The grilles showed up in numbers, with some truly classy cars displayed from Broadway to El Paso. Main Street was blocked off – something BA is fond of doing. Any excuse for a parade. Saturday morning it was hot rods, Corvettes, pickups, ’57 Chevys, and about everything in between.

The two beauties in the pictures belonged to the same fellow, as it turned out – Dave Lewis, who has A-1 body shop in Broken Arrow. They are certainly a testament to the quality work he does. As I was uploading the pictures, I belatedly realized I should have asked permission of the owners before publishing photos of their vehicles. I sauntered outside just as Mr. Lewis and his wife were beginning to pull out of their parking spaces. I quickened my pace (a rare happening these days) and got to them before they revved and rolled.

The grills apparently didn’t show up at all. Someone popped in the bookstore to ask where all the burgers were, but I couldn’t say. I had to admit the thought of sampling a freshly grilled burger had crossed my mind. But not my lips.

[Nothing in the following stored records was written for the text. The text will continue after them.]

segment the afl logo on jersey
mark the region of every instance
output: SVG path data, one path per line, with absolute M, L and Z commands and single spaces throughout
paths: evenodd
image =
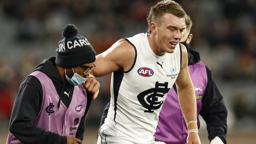
M 196 92 L 200 92 L 202 91 L 202 87 L 199 86 L 197 86 L 195 88 L 195 91 Z
M 81 104 L 80 104 L 78 105 L 77 105 L 76 106 L 76 107 L 75 108 L 75 110 L 76 110 L 76 111 L 77 112 L 80 112 L 83 109 L 83 105 L 81 105 Z
M 154 71 L 151 68 L 143 67 L 139 68 L 137 71 L 138 74 L 144 77 L 149 77 L 154 74 Z

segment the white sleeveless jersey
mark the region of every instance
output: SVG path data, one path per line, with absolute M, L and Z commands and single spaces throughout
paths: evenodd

Someone said there weren’t enough entries to stage a competition, but it would have suited me just fine if the top trophies were handed out to the grillers who were willing to give it a go. I believe they could have sold a few of them. The food truck across from the bank was doing a steady trade. (I sold a little Irish stew as well.)

Looking over the cars, I experienced a brief pang of nostalgia for my own car project, a Triumph TR-6 that I had intended to complete as a graduation gift for my daughter. That date came and went. The years dragged on and the progress was as slow as pouring cold motor oil. I embarrassed myself talking to one of the car show attendees, asking him how many years it took him to complete his restoration.

“A little over a year,” he replied.

Mine was ten years running and could have run another couple. Granted, I didn’t work on it every day, but still.

It was looking sharp, and I was excited when it was finally to the point that I could start it up and back it out of the driveway. I drove it around the block.

And just hated the feel of it.

I don’t know if I had tightened the steering too much or something else not enough, but I was remembering the feel of my little Triumph Spitfires, tiny little British sportscars that were fun to drive, even without any horsepower worth mentioning. The TR-6 handled more like an old farm truck, I thought.

After that spin around the neighborhood, I couldn’t get excited about working on it any longer. I sold it on eBay and the fellow hauled it in a trailer to Texas.

I wondered about the many restorers showing off their projects Saturday, and whether they might be old car book collectors as well, but only one came in and asked about auto manuals. There are a few over on a lower shelf – Chilton and Haynes repair guides – but they tend to be for cars like the Ford Pinto.

There weren’t any Pintos on Main Street on Saturday, but if there had been one, I bet it would have had fat black tires and flames leaping down the fenderwells.